Una bicicleta y un patinete sobre la acera en Juan Carlos I tras desaparecer el carril bici

Una bicicleta y un patinete sobre la acera en Juan Carlos I tras desaparecer el carril bici / ANTONIO AMOROS

Tengo la sensación de que el tráfico va ahora por esta avenida mucho más rápido. No escucho ni siquiera en el ascensor de casa, en las aburridas conversaciones vecinales entre piso y piso, ni tampoco en las bulliciosas cafeterías, aplaudir ni agradecer la decisión al gobierno municipal de eliminarlo. Tampoco se escriben cartas a los medios, ni escucho llamadas a las radios para felicitar al equipo de gobierno por la extraña valentía que ha supuesto cumplir una promesa electoral en tiempo récord como si fuera una viejísima necesidad, una reivindicación que hubiera movilizado en su día a los ciudadanos, generando una cataratas de criticas en los medios de comunicación en contra de esta infraestructura para vehículos sin motor ni leídos sesudos análisis. Probablemente su desmantelamiento fuera el primer gran anuncio de Pablo Ruz: «si yo algún día soy alcalde...». Aún lo recuerdo en el vídeo, enérgico y decidido. Ocurrió muchos meses antes de que todos pensáramos en las municipales del pasado mayo. Lo escuché como una promesa más, sin la mayor importancia y más a esas alturas de 2022. No hemos llegado a 100 días de gobierno y el alcalde ha dejado claro una cosa: en promesas, palabras y gestos por ahora no tiene marcha atrás. Pise el callo que pise y le duela a quien le duela, y pese a que en su discurso de investidura se agarrara a esa máxima de «voy a gobernar para todos», si lo tiene claro, va a seguir adelante le pese a quien le pese.

El otro día me contaba un amigo las discrepancias que tiene con su pareja por este asunto. Uno de ellos, no diré quién, piensa que está bien haber eliminado el carril, pero no entra en si era o no necesario por las ventajas/desventajas que tiene para el tráfico rodado. Sólo valora el hecho de que Pablo Ruz haya cumplido su promesa electoral sin vacilar. Ensalza el aplomo en la decisión. En definitiva, el continente y no el contenido. Y eso es una virtud sobresaliente en cualquier líder frente a los pusilánimes que gobiernan incapaces de tomar una decisión sin darle mil vueltas, dejando pasar el tiempo sin que ello sirva para que madure, más bien con ello acaba pudriéndose o explotando.

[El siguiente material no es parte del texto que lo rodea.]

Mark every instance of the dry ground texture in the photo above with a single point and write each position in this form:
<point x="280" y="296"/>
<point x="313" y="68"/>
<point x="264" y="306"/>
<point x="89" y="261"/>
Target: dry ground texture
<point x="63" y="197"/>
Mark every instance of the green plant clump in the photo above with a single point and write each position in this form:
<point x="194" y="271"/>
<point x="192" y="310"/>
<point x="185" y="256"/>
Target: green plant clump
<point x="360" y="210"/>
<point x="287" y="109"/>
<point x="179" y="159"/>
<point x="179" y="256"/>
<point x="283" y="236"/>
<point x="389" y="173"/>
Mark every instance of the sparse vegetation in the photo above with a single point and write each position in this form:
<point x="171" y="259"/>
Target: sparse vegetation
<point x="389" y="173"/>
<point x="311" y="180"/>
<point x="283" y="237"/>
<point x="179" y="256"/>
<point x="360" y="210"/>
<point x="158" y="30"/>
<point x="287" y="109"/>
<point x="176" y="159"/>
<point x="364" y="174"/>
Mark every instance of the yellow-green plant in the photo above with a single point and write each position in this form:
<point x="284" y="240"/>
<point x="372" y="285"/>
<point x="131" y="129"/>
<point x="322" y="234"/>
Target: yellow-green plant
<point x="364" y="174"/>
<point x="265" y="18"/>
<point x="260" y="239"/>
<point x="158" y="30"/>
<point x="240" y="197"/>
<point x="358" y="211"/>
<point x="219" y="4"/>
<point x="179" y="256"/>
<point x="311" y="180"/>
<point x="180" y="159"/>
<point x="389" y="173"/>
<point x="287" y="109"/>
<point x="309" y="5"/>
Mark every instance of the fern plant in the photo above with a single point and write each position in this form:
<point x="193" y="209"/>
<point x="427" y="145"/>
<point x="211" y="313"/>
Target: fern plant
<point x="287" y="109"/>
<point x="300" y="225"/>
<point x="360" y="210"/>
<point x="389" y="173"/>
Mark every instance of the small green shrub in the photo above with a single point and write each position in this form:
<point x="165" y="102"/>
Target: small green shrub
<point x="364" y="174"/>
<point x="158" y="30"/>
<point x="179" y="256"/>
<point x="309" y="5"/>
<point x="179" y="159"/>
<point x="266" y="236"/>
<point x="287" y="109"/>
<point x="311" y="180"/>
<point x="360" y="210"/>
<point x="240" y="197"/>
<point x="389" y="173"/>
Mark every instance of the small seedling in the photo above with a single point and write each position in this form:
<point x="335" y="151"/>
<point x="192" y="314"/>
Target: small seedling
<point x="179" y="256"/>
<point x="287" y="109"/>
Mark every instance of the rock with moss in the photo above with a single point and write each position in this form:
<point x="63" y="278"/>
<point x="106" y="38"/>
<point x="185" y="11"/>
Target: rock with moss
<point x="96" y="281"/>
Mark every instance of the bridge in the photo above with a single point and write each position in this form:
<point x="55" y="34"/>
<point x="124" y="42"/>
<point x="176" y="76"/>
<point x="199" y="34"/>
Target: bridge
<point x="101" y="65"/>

Mientras, el otro cónyuge intentaba que comprendiera que hay promesas que quizá es mejor no cumplir nunca (los políticos saben de sobra de qué hablo: de mirar hacia otro lado de vez en cuando o de asumir errores y pedir disculpas), también de no darse prisa en cumplirlas o, si se han de llevar inexorablemente a cabo y suponen una desinversión un contragasto público, lo que inevitablemente va a generar un debate y críticas, previamente debe haber dado una solución igual o más efectiva al destrozo. Algo que contente a toda la ciudadanía y lo justifique. Que, en definitiva, mejore el producto y el resultado final.

Volví a mirar hacia la avenida. Vi a lo lejos una bicicleta sobre una calzada borrada ya de señales, como si fuera un viejo tatuaje del asfalto, y pensé que ese ciclista que da pedaladas también tiene una secuela, como yo, porque transita, no sé si siendo consciente, por el mismo espacio sobre el cual antes pisaba el carril. Lo hacía, evidentemente, por el de la izquierda y pensé: «lo van a atropellar cualquier día». Entonces me di cuenta que quizá su secuela es más grave que la mía o bien lo hacía siendo plenamente consciente de ello, de su riesgo, pero convencido de que forma parte de una guerra en la que él libra su propia batalla. 

Me consuelo en no ser el único enfermo y espero que la vergüenza y tristeza que he sentido al mirar a ambos lados al cruzar no desaparezca con el tiempo.